Jim Henneman: What’s To Like, Dislike About Baseball In 2020, Starting With The DH

Some things I like, don’t like, wonder about, and/or predict while wondering if we’ll have 2020 baseball …

Not sure why it hasn’t gotten some attention, but every projection about how baseball would look if played this year has missed the obvious — that the designated hitter would almost certainly be used in all games. Which means there is a very good likelihood you have seen a pitcher with a bat in his hand for the last time.

From the outset, the National League has resisted the DH rule adopted by the AL in 1973 to spur offensive production. But with time and many changes of ownership the resistance has dwindled and it almost certainly would disappear under any of the scenarios presented for play this year.

Once it’s gone, the DH figures to be here to stay. The Major League Baseball Players Association, which has to approve any rule change, is on record as opposing any attempt to eliminate the DH, making acceptance automatic if and when it gets to that point.

On the flip side, one major concern is that all proposals for play this year eliminate classification of the American and National Leagues. The idea of a World Series being played without designation of AL and NL teams is a little frightening from this perspective.

Hopefully any three-division playoff system would be a one-and-done proposition, but regardless chances are strong that once the DH is tried universally it’s highly likely to be adopted permanently.

It was a sad day for the Baseball Hall of Fame when its board of directors made the painful but necessary decision to cancel this year’s induction ceremony. But those worrying that Derek Jeter’s induction will lose some luster by combining it with next year’s ceremony can relax.

None of the 2021 first-time eligibles figure to attract much attention, leaving open the possibility that the 2020 class would be the sole attraction. Curt Schilling, who fell 5 percent short of the 75 percent needed for election this year, would seem to be the only one who might have a chance of joining Jeter, Larry Walker, Ted Simmons and Marvin Miller.
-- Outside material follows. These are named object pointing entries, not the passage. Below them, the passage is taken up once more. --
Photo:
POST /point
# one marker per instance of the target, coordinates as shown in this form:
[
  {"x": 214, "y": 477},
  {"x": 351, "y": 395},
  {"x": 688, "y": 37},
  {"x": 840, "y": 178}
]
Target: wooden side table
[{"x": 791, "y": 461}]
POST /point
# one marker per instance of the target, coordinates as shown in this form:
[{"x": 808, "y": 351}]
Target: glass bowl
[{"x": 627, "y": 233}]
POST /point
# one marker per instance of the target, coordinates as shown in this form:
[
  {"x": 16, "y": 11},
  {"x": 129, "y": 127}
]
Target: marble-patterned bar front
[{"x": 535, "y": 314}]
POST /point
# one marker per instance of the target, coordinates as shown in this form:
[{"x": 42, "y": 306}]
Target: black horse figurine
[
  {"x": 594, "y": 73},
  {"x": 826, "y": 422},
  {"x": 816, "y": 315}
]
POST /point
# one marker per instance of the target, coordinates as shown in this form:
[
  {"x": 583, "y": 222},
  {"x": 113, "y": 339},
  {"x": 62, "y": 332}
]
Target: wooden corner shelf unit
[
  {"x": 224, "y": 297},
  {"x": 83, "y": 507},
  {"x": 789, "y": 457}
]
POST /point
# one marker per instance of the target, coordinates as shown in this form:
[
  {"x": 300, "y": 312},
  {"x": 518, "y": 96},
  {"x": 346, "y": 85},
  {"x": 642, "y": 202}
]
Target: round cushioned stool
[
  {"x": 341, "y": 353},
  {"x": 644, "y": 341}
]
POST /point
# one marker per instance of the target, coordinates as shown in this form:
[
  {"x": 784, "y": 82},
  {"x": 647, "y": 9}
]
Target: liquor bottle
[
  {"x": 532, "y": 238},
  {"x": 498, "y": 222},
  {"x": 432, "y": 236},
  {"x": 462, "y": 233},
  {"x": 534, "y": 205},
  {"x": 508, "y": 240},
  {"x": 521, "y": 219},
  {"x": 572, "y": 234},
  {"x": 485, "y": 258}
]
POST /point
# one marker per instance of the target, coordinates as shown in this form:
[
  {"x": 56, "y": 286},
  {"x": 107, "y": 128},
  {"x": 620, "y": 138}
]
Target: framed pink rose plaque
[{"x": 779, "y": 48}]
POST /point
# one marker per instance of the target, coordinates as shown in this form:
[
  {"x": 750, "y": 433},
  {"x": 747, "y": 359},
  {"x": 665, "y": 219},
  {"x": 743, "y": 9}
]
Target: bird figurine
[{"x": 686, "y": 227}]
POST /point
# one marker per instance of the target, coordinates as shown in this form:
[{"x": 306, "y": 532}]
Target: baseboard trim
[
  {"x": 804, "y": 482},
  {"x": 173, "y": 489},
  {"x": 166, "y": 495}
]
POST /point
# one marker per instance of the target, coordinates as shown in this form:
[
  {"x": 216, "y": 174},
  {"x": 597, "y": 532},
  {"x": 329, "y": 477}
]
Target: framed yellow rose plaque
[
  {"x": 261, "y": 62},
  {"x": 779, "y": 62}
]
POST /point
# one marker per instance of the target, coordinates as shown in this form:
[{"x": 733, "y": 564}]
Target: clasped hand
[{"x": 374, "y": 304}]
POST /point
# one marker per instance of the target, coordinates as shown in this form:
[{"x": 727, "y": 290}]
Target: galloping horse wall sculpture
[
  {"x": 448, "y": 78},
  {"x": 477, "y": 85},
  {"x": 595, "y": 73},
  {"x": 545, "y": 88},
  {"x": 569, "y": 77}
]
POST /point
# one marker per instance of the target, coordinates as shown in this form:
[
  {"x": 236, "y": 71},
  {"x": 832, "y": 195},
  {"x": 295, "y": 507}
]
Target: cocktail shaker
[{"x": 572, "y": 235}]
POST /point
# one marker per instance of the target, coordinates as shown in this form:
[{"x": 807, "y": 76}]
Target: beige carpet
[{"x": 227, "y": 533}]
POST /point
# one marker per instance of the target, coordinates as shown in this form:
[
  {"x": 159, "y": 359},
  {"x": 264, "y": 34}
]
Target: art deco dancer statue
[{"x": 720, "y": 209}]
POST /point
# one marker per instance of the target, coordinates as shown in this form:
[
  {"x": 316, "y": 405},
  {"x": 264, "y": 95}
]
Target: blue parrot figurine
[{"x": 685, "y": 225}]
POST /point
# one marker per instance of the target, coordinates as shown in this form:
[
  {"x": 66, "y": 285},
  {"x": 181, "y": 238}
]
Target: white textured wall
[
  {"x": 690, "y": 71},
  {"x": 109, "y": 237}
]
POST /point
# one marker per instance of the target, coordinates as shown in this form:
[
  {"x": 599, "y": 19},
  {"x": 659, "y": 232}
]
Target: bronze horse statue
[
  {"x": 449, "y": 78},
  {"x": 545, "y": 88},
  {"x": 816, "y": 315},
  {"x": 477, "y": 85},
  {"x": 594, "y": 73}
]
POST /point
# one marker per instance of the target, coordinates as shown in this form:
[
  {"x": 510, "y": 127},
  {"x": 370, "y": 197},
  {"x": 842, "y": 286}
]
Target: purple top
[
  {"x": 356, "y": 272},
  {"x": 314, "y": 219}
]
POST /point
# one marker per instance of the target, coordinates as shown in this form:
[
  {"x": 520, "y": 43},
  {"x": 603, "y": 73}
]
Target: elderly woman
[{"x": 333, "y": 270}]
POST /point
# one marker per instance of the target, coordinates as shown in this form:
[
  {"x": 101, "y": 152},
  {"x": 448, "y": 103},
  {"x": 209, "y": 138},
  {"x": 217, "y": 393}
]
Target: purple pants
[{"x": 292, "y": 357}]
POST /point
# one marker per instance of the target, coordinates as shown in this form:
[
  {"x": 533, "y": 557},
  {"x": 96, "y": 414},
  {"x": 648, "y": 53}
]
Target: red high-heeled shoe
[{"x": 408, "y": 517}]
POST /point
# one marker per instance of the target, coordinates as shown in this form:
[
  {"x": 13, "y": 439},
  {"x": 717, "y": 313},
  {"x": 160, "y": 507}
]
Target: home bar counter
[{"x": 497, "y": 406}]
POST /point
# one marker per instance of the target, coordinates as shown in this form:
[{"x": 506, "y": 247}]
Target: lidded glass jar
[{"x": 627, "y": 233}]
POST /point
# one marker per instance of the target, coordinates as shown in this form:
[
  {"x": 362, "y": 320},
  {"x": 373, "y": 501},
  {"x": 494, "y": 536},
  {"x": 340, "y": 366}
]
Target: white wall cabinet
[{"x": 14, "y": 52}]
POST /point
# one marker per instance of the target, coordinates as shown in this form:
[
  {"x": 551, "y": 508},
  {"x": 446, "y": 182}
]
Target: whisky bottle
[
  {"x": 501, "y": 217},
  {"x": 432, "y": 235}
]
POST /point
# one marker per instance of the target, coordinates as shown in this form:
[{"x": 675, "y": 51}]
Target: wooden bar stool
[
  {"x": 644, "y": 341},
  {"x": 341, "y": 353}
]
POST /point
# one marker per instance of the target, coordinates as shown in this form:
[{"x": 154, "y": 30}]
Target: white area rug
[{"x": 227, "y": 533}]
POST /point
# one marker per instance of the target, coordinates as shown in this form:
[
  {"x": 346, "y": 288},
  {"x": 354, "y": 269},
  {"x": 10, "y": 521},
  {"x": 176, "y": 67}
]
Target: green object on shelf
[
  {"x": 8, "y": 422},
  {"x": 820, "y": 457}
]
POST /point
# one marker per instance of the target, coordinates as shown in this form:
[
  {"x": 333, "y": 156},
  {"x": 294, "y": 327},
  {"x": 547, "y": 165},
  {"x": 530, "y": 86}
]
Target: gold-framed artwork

There were a few who used the “single bullet” voting theory last year, leaving the rest of the ballot blank hoping Jeter would be a solo entrant, so similar thinking, misguided though it might be, could hurt carryover contenders.

Is there any doubt that Baltimore’s baseball fan base wants to adopt Trey Mancini as its next sports hero?

Hopefully the O’s organization realizes it sorely needs another icon and remembers that when Mancini faces a second year of arbitration coming off a blank season.

When Steve Dalkowski passed away last week, it sent a lot of researchers to the record books and turned up some fascinating statistics.

All things considered, given his walk-or-strikeout reputation, it was somewhat surprising to see that the eccentric left-hander gave up 37 home runs, the same as the number of batters he hit with a pitch. The first one seems high, the second one low.

The one number perhaps most widely debated, but without even the faintest shred of evidence, would be the number of pitches Dalkowski must have thrown in his 956 minor-league innings, given the fact that he walked 1,236 and struck out 1,324.

Since pitch counts were non-existent in those days (late 1950s to early 1960s), it’s like trying to guess how many jelly beans are in the jar. However, it’s feasible to suggest the number was more than 40,000, possibly close to 50,000 — on one side or the other.

Using a minimum number of pitches it would have taken for walks, strikeouts and using one pitch for every other plate appearance, Dalkowski would have averaged a touch fewer than 25 pitches per inning — a total of almost 24,000. Given the preponderance of walks and strikeouts, it is not a stretch to say it’s as probable as possible that the total could be double that number.

Suffice it to say the number was, is and always will be … unimaginable.

If there is such a thing, one benefit of the most recent proposal for baseball’s 2020 schedule is that only a few games would involve teams out of their own time zone.

None of the 10 Eastern Division teams would have to change the time on the clock — not that it’s necessary in do-it-all-phone era.

Baseball reportedly will substantially reduce its annual amateur draft to a still undecided number of rounds, somewhere between five and 10, but you have to wonder if even that will be worthwhile, especially for high school players.

It figures to be a draft heavily dominated by college players because there really seems to be no reason for a top high school prospect to sign this year. In an effort to restrict the outgoing cash flow, MLB has determined it will keep the same allotted bonus slot money as a year ago — but with all but a small chunk payable next year.

For high school players on the bubble, 2021 would seem to be a good year for junior college recruiters. With $20,000 rumored to be the most allowable for undrafted players (or for those drafted and signing this year) there will be no rush to sign on the dotted line.

All indications are that any minor-league activity this year will be in an “Instructional League” setting, with teams operating out of their spring training facilities. It will be a lost year for all but a handful of minor leaguers.

Provided there is a season in 2020, teams will have to have some reinforcements ready to deal with inevitable injuries. Every team is going to suffer, but the Orioles figure to be damaged the most. Having top prospect, and last year’s overall No. 1 pick, Adley Rutschman miss his first full year of professional competition will be a huge hit.

In addition, the organization’s scouting system, overhauled big time last fall, will be tested by this year’s severely reduced draft, especially when it comes to those undrafted.